EphA7 Il plasmide Double Nickase (m) consiste in una coppia di plasmidi ingegnerizzati per l'editing ad alta specificità del locus Epha7 nelle linee cellulari mouse. Ciascun plasmide esprime una nickasi Cas9 D10A e un sgRNA distinto che prende di mira filamenti di DNA opposti all'interno di Epha7. Quando indirizzate verso siti adiacenti su filamenti di DNA opposti, le due nickasi generano tagli a filamento singolo sfalsati che insieme producono una rottura a doppio filamento sfalsata, richiedendo un'attività coordinata sul bersaglio da entrambe le guide. La rottura del DNA risultante viene risolta da vie di riparazione cellulare endogene, più comunemente attraverso la giunzione non omologa delle estremità (NHEJ), portando a inserzioni o delezioni che interrompono la funzione di Epha7. Richiedendo il coinvolgimento di due sgRNA nel locus bersaglio, l'approccio a doppia nickasi migliora la specificità dell'editing e fornisce una strategia CRISPR complementare per applicazioni in cui è desiderato un controllo aggiuntivo sulla precisione del targeting.
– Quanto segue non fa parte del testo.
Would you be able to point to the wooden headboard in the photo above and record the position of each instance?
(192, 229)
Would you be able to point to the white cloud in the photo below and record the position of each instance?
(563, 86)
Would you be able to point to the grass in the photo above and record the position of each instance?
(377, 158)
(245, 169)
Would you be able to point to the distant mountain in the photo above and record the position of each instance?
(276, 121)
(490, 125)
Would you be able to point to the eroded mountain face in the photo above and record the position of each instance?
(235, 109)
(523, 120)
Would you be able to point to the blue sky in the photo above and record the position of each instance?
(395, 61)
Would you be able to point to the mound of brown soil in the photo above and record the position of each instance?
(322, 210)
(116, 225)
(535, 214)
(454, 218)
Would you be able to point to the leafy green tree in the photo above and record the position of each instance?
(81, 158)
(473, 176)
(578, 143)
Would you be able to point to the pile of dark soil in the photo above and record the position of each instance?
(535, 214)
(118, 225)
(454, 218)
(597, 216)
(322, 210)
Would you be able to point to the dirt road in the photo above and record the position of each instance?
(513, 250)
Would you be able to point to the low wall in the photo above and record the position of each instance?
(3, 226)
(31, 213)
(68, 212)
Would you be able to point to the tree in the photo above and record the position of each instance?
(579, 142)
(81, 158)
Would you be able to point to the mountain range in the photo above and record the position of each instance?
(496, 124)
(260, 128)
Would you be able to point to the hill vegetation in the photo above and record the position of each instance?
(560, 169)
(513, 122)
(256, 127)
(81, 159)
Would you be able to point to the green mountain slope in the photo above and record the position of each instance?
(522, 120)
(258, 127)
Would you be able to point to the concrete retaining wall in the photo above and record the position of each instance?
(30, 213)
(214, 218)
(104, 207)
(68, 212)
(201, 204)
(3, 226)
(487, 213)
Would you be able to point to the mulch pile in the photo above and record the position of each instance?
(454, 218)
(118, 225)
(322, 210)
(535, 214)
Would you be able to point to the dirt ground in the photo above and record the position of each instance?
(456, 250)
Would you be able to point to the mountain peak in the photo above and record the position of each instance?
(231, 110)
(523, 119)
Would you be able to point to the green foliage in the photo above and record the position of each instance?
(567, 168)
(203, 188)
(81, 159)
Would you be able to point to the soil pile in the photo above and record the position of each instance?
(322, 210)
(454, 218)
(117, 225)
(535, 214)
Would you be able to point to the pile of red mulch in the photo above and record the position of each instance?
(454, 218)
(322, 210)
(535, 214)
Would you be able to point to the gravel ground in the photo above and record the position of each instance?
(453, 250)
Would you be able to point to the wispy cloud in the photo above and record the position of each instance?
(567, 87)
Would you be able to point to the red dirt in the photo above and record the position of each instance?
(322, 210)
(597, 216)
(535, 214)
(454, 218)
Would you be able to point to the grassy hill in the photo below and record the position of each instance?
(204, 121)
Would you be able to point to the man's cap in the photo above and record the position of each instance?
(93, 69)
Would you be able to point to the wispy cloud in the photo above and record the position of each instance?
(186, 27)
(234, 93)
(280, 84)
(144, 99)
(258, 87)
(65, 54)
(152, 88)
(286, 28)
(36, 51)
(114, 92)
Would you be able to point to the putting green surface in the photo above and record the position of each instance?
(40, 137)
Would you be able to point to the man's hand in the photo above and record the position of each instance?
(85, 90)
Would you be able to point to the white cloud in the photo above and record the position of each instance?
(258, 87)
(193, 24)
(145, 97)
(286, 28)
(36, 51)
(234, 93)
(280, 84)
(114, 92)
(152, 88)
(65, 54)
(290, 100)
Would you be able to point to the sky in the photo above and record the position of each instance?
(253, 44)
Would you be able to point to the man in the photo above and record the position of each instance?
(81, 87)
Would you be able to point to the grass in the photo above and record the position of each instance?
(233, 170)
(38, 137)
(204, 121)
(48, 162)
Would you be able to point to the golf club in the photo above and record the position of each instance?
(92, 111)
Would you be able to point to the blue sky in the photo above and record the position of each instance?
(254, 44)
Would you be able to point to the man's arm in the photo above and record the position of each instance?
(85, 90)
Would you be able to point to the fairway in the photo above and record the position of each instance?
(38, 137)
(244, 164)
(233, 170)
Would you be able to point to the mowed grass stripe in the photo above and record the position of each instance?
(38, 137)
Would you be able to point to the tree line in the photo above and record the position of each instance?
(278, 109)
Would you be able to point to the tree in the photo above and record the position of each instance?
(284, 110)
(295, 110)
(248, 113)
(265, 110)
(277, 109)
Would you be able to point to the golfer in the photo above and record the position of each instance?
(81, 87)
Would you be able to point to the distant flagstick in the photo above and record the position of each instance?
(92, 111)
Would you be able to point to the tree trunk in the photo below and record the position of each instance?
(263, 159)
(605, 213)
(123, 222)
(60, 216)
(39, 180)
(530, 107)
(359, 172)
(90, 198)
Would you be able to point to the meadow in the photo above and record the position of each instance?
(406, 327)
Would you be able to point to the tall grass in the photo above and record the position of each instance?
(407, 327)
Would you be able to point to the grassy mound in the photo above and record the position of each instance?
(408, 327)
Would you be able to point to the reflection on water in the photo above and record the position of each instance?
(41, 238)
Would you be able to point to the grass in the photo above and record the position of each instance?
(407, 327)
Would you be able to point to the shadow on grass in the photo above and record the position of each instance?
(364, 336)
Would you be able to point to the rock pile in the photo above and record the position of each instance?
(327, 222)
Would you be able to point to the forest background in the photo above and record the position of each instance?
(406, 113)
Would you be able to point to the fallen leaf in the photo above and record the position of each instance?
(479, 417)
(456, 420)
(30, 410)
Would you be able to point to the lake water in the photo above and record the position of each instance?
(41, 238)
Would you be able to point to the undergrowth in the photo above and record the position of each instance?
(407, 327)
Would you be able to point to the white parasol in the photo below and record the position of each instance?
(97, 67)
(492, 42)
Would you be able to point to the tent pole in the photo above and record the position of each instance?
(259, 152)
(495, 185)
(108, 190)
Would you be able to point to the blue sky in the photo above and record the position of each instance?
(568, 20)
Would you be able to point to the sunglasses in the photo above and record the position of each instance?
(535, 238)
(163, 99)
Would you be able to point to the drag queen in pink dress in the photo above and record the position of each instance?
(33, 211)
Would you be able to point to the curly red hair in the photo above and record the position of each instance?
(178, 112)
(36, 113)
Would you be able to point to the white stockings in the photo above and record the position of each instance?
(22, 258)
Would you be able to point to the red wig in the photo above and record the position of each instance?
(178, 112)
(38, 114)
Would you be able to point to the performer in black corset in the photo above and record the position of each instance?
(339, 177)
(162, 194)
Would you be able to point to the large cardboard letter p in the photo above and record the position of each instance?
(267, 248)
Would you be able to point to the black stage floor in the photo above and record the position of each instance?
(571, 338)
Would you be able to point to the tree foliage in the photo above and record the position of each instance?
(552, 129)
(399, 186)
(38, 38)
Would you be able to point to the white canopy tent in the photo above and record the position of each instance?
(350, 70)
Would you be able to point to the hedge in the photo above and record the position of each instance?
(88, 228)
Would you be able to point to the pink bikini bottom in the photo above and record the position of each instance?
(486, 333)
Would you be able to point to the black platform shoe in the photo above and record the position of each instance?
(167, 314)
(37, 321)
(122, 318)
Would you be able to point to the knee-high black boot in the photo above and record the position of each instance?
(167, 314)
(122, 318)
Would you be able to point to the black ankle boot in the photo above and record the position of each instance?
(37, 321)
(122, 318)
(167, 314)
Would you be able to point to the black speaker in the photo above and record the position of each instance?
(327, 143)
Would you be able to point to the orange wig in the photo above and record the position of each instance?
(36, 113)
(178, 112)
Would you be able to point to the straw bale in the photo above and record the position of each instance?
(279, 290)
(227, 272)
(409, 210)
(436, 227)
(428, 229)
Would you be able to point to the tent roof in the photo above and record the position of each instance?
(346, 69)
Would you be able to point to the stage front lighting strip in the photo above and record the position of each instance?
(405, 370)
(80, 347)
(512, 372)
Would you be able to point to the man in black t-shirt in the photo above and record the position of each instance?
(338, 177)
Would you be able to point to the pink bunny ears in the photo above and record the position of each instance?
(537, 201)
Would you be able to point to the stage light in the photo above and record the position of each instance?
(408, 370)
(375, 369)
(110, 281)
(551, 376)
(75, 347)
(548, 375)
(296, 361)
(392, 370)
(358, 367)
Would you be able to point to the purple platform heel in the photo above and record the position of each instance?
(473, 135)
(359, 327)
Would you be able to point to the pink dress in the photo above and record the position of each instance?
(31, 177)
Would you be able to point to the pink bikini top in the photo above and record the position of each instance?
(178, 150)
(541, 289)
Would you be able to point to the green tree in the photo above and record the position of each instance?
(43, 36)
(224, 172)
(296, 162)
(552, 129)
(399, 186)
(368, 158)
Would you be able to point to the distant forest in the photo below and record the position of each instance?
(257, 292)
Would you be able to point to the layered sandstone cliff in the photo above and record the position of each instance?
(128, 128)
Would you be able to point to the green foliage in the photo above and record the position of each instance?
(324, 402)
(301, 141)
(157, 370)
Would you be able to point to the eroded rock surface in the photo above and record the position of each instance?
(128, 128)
Per supportare l'identificazione efficiente delle cellule modificate, un plasmide codifica la GFP per la visualizzazione fluorescente delle popolazioni trasfettate, mentre il plasmide di accompagnamento porta un gene di resistenza alla puromicina per la selezione antibiotica. Insieme, queste caratteristiche supportano l'arricchimento efficiente delle popolazioni co-trasfettate e semplificano la convalida dei cloni con Epha7 interrotto.
Solo per uso di ricerca. Non destinato a uso diagnostico o terapeutico.